MaPLE

MaPLE is an experimental research facility for investigation of magnetohydrodynamic (MHD) phenomena in liquid metal blankets for future fusion reactors using the prototypical alloy PbLi. The facility is designed to enable heat transfer studies in free, forced, or mixed magneto-convection flows in ducts and complex geometries relevant to liquid metal breeder blankets. It features a versatile infrastructure that allows experimental examination of flows at any orientation of test-sections with respect to gravity under a transverse horizontal magnetic field.

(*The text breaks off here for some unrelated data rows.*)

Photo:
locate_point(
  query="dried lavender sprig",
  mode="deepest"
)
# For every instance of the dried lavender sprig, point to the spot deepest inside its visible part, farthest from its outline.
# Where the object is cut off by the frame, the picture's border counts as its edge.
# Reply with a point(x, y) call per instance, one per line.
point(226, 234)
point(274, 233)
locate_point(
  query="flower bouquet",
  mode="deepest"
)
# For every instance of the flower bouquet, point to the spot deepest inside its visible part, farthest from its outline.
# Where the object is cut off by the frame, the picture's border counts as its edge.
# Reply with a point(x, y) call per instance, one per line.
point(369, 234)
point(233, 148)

Heavy metal,heat, and strong electromagnetic force

Technical description

MaPLE consists of a liquid metal loop containing 70 liters of PbLi (extendable to 115 liters). The loop is permanently kept under an inert argon atmosphere and is designed to operate at temperatures up to 400°C. A permanent magnet pump can deliver a pressure head of 6 bar and flow rates up to 5 kg/s. The facility is equipped with a 70kW heat rejection system for high-heat flux experiments. Magnetohydrodynamic effects are investigated in the gap of a water-cooled 20-ton resistive electromagnet (3000A, 2T), which is supported by a hydraulic lifting and turning frame. This enables experiments at any angle of inclination with respect to gravity and orientation of the magnetic field. The loop is equipped with instrumentation to measure flow properties such as flow rate, pressure drop, temperature and electric potential distribution in test sections at high temperatures.  

Representative Projects

1. Support of ITER test blanket program.
2. Development of liquid metal blankets for a DEMO reactor.
3. Generation of benchmark data for validation of predictive numerical tools.

Representative publications

C. Koehly, C. Courtessole, and L. Bühler. MaPLE PbLi loop: A facility for investigating MHD convective flows. Fusion Engineering and Design, 215:115031, 2025.

C. Mistrangelo, L. Bühler, S. Smolentsev, A. Tassone, G. Fonfría, Y. Jiang, L. Melchiorri, G. Politis, D. Suarez, and F. R. Urgorri. A code-to-code benchmark for magneto-convection in a horizontal duct. Nuclear Fusion, 65(11):116006, 2025.

C. Mistrangelo and L. Bühler. 3D analysis of magneto-convective duct flow in a non-uniform magnetic field. Fusion Engineering and Design, 222:115505, 2026.